Using the Taggers

The taggers by default only require a single command line option (--model) which specifies where the corresponding model data is stored. For example, if the POS model is in models/pos, then the tagger can be run with:

% bin/pos --model models/pos

This will cause the tagger to read text from standard input and write the tagged text to standard output.

The taggers can also be run on input and output files specified using the --input and --output options. Again, if one or the other is not specified, then standard input or standard output is used. The input and output formats (described above) can be changed using the --ifmt and --ofmt options.

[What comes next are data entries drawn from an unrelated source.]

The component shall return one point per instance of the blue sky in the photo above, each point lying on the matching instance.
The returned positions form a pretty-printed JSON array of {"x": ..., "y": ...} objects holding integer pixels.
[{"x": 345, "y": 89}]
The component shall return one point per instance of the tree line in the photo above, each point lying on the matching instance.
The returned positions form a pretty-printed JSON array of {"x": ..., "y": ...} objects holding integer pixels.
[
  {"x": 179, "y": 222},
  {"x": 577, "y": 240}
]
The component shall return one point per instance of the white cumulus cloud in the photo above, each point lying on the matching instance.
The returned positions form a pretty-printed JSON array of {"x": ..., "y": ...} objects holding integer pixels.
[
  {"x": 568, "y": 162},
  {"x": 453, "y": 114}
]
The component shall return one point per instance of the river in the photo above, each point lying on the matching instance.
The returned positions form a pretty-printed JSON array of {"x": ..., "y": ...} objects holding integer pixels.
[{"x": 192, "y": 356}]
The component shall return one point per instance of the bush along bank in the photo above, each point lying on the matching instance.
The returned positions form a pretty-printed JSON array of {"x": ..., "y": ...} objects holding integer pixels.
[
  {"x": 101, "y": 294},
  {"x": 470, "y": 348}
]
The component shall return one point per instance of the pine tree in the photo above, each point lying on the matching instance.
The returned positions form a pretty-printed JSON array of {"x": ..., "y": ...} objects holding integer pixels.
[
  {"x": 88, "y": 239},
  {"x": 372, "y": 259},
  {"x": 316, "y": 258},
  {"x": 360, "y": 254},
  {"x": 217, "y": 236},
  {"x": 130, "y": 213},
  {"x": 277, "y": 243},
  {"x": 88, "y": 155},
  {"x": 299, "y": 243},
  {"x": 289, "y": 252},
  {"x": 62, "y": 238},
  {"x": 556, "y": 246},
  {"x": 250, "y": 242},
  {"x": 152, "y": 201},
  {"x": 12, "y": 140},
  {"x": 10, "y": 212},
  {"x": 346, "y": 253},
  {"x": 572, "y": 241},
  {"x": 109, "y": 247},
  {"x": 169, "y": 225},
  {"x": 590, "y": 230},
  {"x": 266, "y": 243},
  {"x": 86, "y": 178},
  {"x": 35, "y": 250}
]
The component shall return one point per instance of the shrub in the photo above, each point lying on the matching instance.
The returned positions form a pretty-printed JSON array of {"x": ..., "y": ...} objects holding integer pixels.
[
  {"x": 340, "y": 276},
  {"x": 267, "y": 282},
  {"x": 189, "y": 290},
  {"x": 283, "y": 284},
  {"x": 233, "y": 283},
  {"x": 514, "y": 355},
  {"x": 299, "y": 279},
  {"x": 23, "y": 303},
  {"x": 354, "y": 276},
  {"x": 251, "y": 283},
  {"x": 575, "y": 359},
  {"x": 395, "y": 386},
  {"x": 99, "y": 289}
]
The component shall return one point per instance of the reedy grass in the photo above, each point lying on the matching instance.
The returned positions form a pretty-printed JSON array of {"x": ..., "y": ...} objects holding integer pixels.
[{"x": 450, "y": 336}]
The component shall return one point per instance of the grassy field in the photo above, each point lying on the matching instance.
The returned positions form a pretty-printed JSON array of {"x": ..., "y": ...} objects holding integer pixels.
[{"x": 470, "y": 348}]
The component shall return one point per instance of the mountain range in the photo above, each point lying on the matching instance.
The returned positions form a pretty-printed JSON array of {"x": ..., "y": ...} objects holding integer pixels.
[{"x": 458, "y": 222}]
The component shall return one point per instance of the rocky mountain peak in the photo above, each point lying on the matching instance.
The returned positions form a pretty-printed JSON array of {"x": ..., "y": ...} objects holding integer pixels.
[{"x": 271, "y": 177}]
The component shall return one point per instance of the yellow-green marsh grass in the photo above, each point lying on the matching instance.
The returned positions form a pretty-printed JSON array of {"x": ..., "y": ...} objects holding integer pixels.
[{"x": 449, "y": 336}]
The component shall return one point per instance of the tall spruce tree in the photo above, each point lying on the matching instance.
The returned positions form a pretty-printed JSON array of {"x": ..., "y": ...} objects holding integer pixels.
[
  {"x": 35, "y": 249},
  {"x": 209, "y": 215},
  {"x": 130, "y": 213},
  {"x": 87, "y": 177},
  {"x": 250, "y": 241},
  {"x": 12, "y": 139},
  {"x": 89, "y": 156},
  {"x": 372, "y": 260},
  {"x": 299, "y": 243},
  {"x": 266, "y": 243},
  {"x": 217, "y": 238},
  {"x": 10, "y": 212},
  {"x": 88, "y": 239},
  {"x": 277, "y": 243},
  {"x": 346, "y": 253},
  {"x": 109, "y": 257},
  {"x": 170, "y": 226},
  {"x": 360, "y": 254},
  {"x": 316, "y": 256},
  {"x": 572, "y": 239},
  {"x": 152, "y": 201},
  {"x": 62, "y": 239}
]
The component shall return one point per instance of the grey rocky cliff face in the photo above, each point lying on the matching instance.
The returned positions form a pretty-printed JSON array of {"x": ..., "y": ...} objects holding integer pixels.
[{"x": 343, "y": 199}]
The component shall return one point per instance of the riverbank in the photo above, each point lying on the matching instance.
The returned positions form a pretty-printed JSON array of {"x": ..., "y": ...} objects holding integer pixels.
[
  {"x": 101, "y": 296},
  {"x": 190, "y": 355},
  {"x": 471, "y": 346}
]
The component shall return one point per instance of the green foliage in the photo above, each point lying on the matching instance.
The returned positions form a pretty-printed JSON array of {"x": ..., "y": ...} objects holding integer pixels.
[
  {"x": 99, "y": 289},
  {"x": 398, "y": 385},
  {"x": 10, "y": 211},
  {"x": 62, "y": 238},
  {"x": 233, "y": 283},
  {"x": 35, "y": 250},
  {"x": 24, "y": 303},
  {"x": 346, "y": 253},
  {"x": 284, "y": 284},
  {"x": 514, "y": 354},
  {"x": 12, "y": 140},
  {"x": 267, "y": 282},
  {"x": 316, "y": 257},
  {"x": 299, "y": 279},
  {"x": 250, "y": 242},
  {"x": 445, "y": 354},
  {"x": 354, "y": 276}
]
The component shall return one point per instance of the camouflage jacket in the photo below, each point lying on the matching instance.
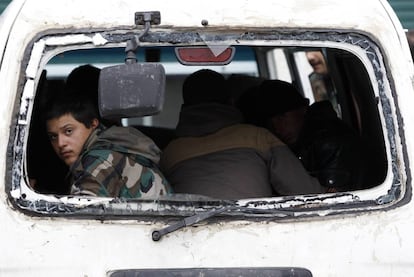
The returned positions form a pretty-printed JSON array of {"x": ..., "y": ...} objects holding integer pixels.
[{"x": 119, "y": 162}]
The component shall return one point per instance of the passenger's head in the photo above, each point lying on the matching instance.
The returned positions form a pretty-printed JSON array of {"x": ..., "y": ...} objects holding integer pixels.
[
  {"x": 317, "y": 61},
  {"x": 282, "y": 108},
  {"x": 69, "y": 123},
  {"x": 205, "y": 86},
  {"x": 238, "y": 84}
]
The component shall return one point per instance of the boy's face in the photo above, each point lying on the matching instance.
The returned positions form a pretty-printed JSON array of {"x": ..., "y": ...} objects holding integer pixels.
[{"x": 68, "y": 136}]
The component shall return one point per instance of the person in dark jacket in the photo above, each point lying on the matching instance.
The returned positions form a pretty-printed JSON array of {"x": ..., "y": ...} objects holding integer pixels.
[
  {"x": 216, "y": 155},
  {"x": 327, "y": 147}
]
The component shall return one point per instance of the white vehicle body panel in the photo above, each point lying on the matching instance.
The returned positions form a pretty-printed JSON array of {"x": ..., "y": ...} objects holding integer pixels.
[{"x": 372, "y": 243}]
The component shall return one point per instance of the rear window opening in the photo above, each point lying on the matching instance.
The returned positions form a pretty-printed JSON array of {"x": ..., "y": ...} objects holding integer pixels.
[{"x": 349, "y": 86}]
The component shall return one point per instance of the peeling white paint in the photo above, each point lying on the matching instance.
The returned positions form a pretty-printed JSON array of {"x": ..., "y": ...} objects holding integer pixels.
[{"x": 377, "y": 243}]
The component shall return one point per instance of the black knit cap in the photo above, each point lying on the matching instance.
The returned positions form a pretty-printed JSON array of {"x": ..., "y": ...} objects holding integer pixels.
[
  {"x": 205, "y": 86},
  {"x": 277, "y": 97}
]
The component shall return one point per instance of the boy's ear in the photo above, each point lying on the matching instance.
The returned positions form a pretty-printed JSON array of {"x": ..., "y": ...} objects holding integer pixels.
[{"x": 95, "y": 123}]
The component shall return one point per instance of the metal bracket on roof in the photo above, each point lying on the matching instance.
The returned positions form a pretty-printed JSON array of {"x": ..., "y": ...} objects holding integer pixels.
[{"x": 141, "y": 18}]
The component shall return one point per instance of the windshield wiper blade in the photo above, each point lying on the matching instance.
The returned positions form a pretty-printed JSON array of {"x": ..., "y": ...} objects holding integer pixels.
[{"x": 188, "y": 221}]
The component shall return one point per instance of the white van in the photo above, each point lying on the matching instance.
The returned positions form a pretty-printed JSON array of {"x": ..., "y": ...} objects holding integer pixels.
[{"x": 363, "y": 232}]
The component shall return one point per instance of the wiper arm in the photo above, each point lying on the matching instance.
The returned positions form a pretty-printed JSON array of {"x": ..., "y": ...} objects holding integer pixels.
[
  {"x": 191, "y": 220},
  {"x": 188, "y": 221}
]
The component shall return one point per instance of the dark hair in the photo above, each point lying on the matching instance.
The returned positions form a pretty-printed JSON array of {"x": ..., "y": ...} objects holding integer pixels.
[
  {"x": 205, "y": 86},
  {"x": 81, "y": 107}
]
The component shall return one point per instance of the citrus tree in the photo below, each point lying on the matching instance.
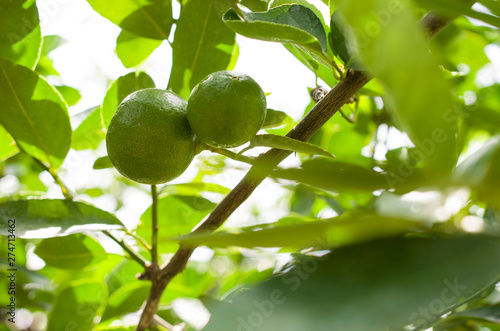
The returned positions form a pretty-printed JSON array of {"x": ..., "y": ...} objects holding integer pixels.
[{"x": 392, "y": 202}]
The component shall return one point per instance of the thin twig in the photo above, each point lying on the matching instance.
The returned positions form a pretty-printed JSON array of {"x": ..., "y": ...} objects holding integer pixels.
[
  {"x": 154, "y": 218},
  {"x": 130, "y": 251},
  {"x": 231, "y": 155},
  {"x": 310, "y": 124}
]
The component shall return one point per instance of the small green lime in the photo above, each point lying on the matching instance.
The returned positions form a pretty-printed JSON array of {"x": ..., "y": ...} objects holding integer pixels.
[
  {"x": 226, "y": 109},
  {"x": 149, "y": 139}
]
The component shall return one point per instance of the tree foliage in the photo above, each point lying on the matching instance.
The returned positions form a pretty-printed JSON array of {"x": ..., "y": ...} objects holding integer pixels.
[{"x": 391, "y": 216}]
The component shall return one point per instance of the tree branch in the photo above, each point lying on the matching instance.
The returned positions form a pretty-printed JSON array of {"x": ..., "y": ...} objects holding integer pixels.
[{"x": 304, "y": 130}]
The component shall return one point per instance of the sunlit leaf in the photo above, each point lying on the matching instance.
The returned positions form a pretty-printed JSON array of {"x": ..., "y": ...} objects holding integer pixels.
[
  {"x": 77, "y": 305},
  {"x": 45, "y": 218},
  {"x": 120, "y": 89},
  {"x": 31, "y": 110},
  {"x": 418, "y": 96},
  {"x": 371, "y": 287},
  {"x": 147, "y": 18},
  {"x": 202, "y": 45},
  {"x": 79, "y": 251},
  {"x": 20, "y": 36},
  {"x": 177, "y": 215},
  {"x": 293, "y": 24},
  {"x": 288, "y": 144},
  {"x": 90, "y": 133},
  {"x": 321, "y": 233},
  {"x": 132, "y": 49}
]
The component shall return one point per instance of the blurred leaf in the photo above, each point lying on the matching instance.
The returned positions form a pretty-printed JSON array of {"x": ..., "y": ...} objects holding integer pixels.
[
  {"x": 77, "y": 305},
  {"x": 293, "y": 24},
  {"x": 31, "y": 110},
  {"x": 70, "y": 94},
  {"x": 319, "y": 70},
  {"x": 132, "y": 49},
  {"x": 45, "y": 65},
  {"x": 80, "y": 251},
  {"x": 334, "y": 175},
  {"x": 455, "y": 8},
  {"x": 126, "y": 299},
  {"x": 481, "y": 171},
  {"x": 120, "y": 89},
  {"x": 302, "y": 200},
  {"x": 20, "y": 36},
  {"x": 305, "y": 3},
  {"x": 122, "y": 274},
  {"x": 202, "y": 45},
  {"x": 45, "y": 218},
  {"x": 178, "y": 215},
  {"x": 287, "y": 144},
  {"x": 418, "y": 95},
  {"x": 255, "y": 5},
  {"x": 390, "y": 283},
  {"x": 146, "y": 18},
  {"x": 337, "y": 39},
  {"x": 193, "y": 188},
  {"x": 102, "y": 163},
  {"x": 7, "y": 145},
  {"x": 322, "y": 233},
  {"x": 90, "y": 133},
  {"x": 275, "y": 118}
]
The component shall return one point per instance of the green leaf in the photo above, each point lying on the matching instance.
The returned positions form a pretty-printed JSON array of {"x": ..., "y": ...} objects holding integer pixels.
[
  {"x": 334, "y": 175},
  {"x": 319, "y": 69},
  {"x": 333, "y": 232},
  {"x": 45, "y": 66},
  {"x": 126, "y": 299},
  {"x": 457, "y": 8},
  {"x": 202, "y": 45},
  {"x": 146, "y": 18},
  {"x": 80, "y": 251},
  {"x": 132, "y": 49},
  {"x": 77, "y": 305},
  {"x": 31, "y": 111},
  {"x": 90, "y": 133},
  {"x": 255, "y": 5},
  {"x": 8, "y": 146},
  {"x": 390, "y": 283},
  {"x": 275, "y": 118},
  {"x": 102, "y": 163},
  {"x": 193, "y": 188},
  {"x": 120, "y": 89},
  {"x": 337, "y": 39},
  {"x": 20, "y": 36},
  {"x": 294, "y": 24},
  {"x": 288, "y": 144},
  {"x": 418, "y": 97},
  {"x": 177, "y": 215},
  {"x": 481, "y": 172},
  {"x": 70, "y": 94},
  {"x": 45, "y": 218}
]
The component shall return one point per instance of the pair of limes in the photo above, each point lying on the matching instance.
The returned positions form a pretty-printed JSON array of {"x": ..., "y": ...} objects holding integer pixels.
[{"x": 153, "y": 135}]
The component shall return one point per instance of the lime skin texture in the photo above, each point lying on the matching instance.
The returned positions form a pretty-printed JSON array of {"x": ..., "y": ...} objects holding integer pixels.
[
  {"x": 226, "y": 109},
  {"x": 149, "y": 139}
]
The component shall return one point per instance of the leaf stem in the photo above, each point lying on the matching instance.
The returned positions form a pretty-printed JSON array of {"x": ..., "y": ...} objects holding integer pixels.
[
  {"x": 154, "y": 218},
  {"x": 133, "y": 254}
]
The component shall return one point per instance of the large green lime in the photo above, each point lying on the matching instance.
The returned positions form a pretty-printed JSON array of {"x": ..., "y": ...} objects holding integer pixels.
[
  {"x": 149, "y": 139},
  {"x": 226, "y": 109}
]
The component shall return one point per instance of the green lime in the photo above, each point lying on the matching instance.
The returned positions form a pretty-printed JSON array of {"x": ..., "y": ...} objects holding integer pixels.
[
  {"x": 226, "y": 109},
  {"x": 149, "y": 139}
]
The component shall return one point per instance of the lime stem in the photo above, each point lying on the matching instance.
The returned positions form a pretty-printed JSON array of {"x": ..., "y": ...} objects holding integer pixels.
[
  {"x": 154, "y": 240},
  {"x": 231, "y": 155}
]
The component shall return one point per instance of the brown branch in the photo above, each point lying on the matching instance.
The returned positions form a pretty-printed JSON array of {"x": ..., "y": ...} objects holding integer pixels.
[{"x": 310, "y": 124}]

The --opref and --overbose options add a comment block preface to the top of the output file with information about the tagging process. This preface can be read by the C&C programs to provide a complete history of how the file was created. The --opref option only shows the command line arguments, whereas the --overbose option lists all of the non-default configuration options and the version number of the tagger.

For the multi-taggers, the level of ambiguity can be manipulated using the --beta option. The beta parameter determines the average level of ambiguity by outputting tags whose probability is within beta of the highest probability tag. A smaller value for beta leads to a higher level of average ambiguity.

Tagger Training Programs

The tagger training programs require three command line options: the directory where the new model will be saved, the path to the tagged data and a comment field. The following example is for training the POS tagger:

% bin/train_pos --model models/pos --input wsj02-21.pos --comment "WSJ sections 02-21" 

The training program will create the directory models/pos or reuse the directory if it already exists.

The comment field allows you to record any information about the model which will be added to the verbose output preface. The comment field is mandatory (but can be an empty string).

The train_ner code requires the directory to be created beforehand and a gazetteers file to exist in the directory. This file should list the locations of any gazetteers that the named entity recogniser will use. Typically these gazetteers are also stored in the model directory in a subdirectory called gazetteer. To see an example of this, look at the predefined muc model in the C&C tools distribution.